Venn diagram showing the human salivary proteins differentially bound to the surface of S. mutans, as grouped by the number of overlapping and non-overlapping proteins in the different affinity pools: 0.85% salt (weakly bound, pool A), 1 M salt (moderately bound, pool B) and 2M urea (tightly bound, pool C) solutions.

Figure 2. Comparison of overlapping human salivary proteins eluted from the surface of S. mutans

A comparison of the fifteen human salivary proteins bound to the surface of S. mutans present in all three affinity pools was performed based on their spectral counts: 0.85% salt (weakly bound, pool A), 1 M salt (moderately bound, pool B) and 2M urea (strongly bound, pool C) solutions. (A) Comparison of the nine most abundant proteins (spectral counts >160) identified in pools A, B and C. (B) Comparison of the six least abundant proteins (spectral counts <160) detected in pools A, B and C. CSP-1 = common salivary protein-1; Salivary agglutinin (gp340) = deleted in malignant brain tumor 1; Polymeric-Ig precursor = Polymeric-immunoglobulin precursor; P-I protein precursor = Prolactin-inducible protein precursor; Basic salivary PRP 1 precursor = Basic salivary proline rich protein 1 precurser; CA VI precursor = Carbonic anhydrase VI precursor; SPLNEC = short palate, lung & nasal epithelium carcinoma.
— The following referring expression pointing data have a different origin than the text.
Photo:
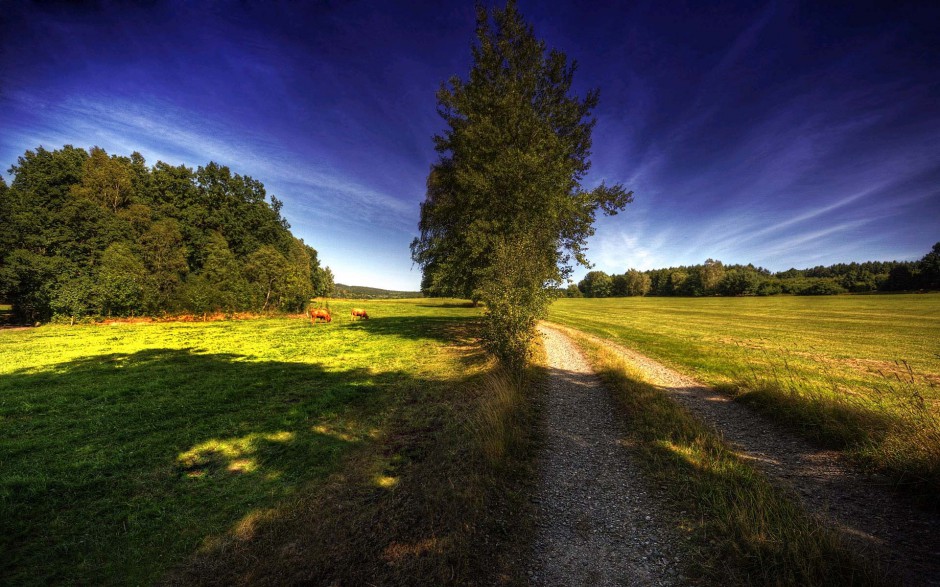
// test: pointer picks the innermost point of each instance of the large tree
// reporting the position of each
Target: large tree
(506, 215)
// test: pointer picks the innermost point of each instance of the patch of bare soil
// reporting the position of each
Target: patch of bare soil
(597, 521)
(865, 508)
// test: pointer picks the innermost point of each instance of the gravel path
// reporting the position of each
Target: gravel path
(866, 510)
(597, 522)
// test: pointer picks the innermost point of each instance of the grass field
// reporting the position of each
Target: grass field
(745, 530)
(236, 451)
(856, 372)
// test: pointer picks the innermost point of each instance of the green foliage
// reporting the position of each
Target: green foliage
(573, 291)
(596, 284)
(512, 157)
(194, 453)
(636, 283)
(715, 278)
(930, 269)
(87, 233)
(821, 287)
(739, 281)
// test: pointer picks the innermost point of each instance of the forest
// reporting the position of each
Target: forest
(714, 278)
(88, 234)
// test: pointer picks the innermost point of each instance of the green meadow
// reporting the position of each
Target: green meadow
(135, 452)
(857, 372)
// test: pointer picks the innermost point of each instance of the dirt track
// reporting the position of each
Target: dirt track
(876, 519)
(597, 523)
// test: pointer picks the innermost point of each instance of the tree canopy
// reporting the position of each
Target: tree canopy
(88, 233)
(505, 214)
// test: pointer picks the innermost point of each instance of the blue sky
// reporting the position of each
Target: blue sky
(778, 133)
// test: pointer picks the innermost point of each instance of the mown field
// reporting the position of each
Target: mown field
(243, 450)
(857, 372)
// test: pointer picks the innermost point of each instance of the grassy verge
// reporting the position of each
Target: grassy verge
(263, 451)
(747, 532)
(858, 373)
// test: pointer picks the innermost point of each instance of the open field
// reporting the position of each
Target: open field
(857, 372)
(744, 530)
(233, 451)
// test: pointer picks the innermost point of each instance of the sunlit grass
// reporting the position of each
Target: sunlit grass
(129, 449)
(745, 531)
(856, 372)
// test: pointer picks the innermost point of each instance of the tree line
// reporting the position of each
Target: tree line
(713, 278)
(85, 233)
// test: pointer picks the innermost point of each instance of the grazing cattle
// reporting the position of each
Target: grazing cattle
(316, 314)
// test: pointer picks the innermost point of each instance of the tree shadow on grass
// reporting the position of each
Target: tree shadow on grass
(440, 328)
(117, 467)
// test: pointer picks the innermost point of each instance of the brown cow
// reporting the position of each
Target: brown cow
(316, 314)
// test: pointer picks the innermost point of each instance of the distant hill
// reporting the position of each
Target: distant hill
(363, 292)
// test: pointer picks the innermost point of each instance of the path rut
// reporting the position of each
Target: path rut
(597, 522)
(864, 508)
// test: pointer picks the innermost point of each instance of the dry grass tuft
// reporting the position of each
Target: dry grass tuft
(746, 530)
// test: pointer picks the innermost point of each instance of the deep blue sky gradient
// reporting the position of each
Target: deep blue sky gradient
(783, 134)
Figure 3. Multiple sequence alignment

The amino acid sequences were aligned for HRPE773 (also known as human CSP-1, GenBank AAQ89380.1) and rat CSP-1 (Accession no. NP598306.1) sourced from from NCBI_nr. Amino acid identities across both species are indicated by an asterisk. Individual peptides identified through MS analysis are mapped to the HRPE773 protein sequence (amino acids in bold italics) and provide 51% sequence coverage, validating the identification of the protein as CSP-1.

Figure 4. Structure, purification and validation of the recombinant human CSP-1 protein (rCSP-1)
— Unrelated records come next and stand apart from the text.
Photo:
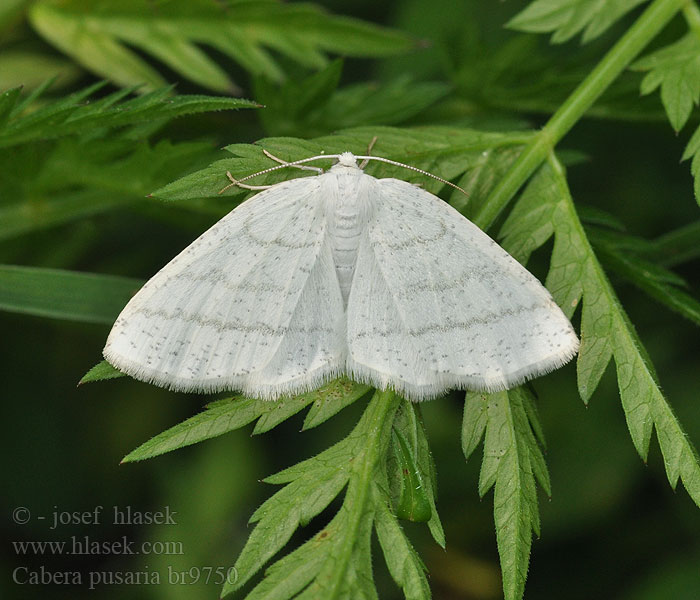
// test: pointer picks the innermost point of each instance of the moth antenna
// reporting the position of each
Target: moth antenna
(301, 161)
(365, 159)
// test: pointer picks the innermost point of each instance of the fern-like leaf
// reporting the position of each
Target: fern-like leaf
(675, 69)
(335, 563)
(75, 114)
(546, 209)
(512, 462)
(97, 36)
(567, 18)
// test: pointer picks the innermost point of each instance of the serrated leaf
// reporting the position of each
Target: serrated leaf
(676, 69)
(444, 151)
(473, 422)
(606, 332)
(75, 114)
(313, 106)
(58, 294)
(332, 399)
(692, 151)
(311, 485)
(567, 18)
(221, 417)
(101, 371)
(8, 99)
(652, 279)
(404, 564)
(512, 460)
(678, 246)
(411, 501)
(98, 35)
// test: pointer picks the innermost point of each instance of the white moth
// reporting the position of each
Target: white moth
(341, 273)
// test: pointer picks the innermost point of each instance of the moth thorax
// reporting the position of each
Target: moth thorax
(347, 220)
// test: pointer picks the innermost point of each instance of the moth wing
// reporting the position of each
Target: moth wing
(437, 304)
(252, 304)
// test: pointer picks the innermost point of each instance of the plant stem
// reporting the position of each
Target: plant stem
(652, 20)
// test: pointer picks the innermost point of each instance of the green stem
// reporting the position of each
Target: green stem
(652, 20)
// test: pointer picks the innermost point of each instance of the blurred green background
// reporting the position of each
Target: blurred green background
(613, 528)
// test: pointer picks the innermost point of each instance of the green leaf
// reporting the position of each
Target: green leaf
(219, 418)
(8, 99)
(676, 69)
(226, 415)
(404, 564)
(606, 331)
(692, 151)
(566, 18)
(98, 37)
(678, 246)
(313, 106)
(70, 295)
(333, 398)
(409, 486)
(444, 151)
(512, 461)
(101, 371)
(30, 69)
(75, 114)
(650, 278)
(340, 570)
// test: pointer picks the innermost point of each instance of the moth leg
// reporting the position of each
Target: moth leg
(287, 164)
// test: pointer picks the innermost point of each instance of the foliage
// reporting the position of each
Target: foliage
(80, 166)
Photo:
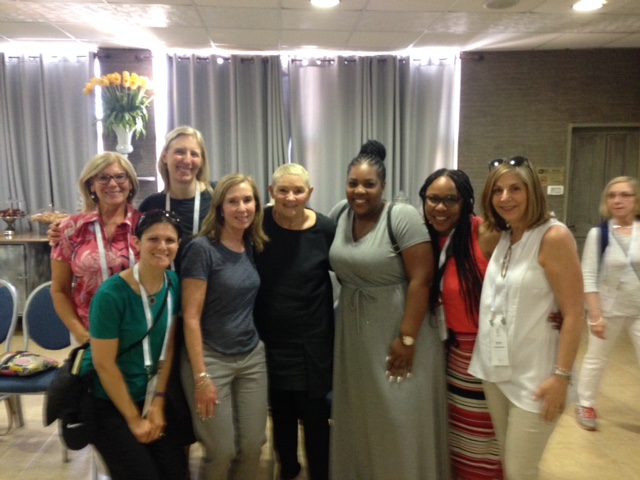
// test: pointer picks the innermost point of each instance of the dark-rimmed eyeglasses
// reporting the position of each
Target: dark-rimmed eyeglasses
(516, 161)
(156, 216)
(104, 178)
(448, 201)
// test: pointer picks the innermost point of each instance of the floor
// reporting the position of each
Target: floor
(33, 452)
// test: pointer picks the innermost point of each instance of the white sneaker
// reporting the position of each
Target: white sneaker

Human CSP-1 was cloned and the recombinant protein expressed in S2 cells. (A) The rCSP-1 protein contains an N-terminal secretory signal peptide (SP; black box), FLAG epitope tags (grey box), six histidine residues (dotted black box), metal chelate tag (empty oval), S-peptide tag (striped oval), 3c protease cleavage site (dotted box) and soluble region (white box). Note that the CSP-1 portion of the recombinant protein is not to scale so that the N-terminal region can be more easily visualized. (B) SDS-PAGE (4–12%) analysis of rCSP-1 stained with Simply Blue. Lane 1, metal chelate affinity chromatography of rCSP-1; lane 2, molecular weight markers; lane 3, rCSP-1 re-purified using con A lectin affinity chromatography.
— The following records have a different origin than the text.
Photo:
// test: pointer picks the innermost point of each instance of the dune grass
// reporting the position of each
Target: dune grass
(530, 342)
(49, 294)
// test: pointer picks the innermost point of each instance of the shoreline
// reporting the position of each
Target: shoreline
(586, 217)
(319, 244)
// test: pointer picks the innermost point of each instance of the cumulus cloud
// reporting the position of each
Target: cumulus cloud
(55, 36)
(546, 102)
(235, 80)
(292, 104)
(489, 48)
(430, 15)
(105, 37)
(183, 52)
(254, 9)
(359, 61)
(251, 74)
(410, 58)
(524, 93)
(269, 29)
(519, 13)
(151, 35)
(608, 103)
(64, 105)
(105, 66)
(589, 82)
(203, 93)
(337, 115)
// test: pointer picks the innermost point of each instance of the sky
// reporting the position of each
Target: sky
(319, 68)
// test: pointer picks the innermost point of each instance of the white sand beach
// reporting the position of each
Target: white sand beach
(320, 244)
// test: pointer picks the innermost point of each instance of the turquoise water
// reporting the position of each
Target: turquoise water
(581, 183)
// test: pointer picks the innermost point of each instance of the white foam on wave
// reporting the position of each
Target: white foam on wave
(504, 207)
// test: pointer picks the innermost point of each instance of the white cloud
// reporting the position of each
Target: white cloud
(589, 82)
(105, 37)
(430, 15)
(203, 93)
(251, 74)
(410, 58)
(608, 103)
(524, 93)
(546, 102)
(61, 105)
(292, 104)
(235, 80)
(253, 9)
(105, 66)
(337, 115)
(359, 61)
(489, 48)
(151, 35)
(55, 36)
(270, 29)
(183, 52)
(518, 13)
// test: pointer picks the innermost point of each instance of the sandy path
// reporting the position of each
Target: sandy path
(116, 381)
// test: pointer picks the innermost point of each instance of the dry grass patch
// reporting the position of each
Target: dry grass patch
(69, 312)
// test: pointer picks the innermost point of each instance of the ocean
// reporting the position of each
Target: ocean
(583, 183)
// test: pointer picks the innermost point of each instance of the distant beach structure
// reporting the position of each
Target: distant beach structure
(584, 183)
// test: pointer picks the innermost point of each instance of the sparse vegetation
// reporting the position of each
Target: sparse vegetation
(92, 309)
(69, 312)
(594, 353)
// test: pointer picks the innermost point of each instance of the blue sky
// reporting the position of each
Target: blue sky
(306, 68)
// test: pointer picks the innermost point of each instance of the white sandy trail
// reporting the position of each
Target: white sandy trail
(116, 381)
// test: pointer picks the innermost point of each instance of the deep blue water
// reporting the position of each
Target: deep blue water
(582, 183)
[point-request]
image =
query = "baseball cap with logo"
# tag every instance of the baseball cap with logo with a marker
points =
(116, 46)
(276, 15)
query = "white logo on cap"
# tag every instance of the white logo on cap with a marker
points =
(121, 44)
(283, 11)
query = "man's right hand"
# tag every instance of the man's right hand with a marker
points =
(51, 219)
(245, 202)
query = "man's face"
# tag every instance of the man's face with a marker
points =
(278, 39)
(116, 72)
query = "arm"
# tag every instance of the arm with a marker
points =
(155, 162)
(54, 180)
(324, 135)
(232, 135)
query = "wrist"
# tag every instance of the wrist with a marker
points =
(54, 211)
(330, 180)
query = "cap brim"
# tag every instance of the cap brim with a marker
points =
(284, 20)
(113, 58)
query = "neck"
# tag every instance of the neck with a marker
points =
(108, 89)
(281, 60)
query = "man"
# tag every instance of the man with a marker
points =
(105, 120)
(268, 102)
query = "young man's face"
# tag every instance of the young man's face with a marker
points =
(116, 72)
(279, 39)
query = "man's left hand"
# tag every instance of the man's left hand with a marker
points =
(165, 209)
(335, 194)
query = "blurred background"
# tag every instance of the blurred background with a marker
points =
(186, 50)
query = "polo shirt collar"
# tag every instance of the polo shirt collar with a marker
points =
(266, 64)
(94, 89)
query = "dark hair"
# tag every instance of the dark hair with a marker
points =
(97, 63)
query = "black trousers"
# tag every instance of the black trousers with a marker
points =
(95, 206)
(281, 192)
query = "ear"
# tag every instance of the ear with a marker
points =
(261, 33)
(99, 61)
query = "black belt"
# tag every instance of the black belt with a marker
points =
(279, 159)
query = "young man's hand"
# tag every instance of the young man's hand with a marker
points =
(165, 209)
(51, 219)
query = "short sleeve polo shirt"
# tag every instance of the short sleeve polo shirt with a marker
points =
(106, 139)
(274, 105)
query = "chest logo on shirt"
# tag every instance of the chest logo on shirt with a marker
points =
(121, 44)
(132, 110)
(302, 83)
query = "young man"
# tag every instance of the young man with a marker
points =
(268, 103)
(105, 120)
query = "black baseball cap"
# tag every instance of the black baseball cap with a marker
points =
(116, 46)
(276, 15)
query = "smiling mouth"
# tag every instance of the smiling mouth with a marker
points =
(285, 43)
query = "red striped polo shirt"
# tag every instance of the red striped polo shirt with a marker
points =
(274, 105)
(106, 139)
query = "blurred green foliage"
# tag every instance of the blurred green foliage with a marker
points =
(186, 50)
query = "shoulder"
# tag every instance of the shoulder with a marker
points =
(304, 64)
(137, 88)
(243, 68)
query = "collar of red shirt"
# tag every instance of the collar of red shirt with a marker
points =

Figure 5. Recombinant human CSP-1 protein (rCSP-1) enhances bacterial adherence to experimental salivary pellicle (sHA) and to glucans synthesized in the pellicle (gsHA) formed on hydroxyapatite surface

Modulation of bacterial adherence to sHA (panel A) and gsHA (panel B) by S. mutans exposed to rCSP-1 (in PBS or in clarified human whole saliva, left and right, respectively). The data shown are mean values ± standard deviations (n=6). Values marked with an asterisk are significantly different from each other (P<0.05, ANOVA, comparison for all pairs using Tukey’s test).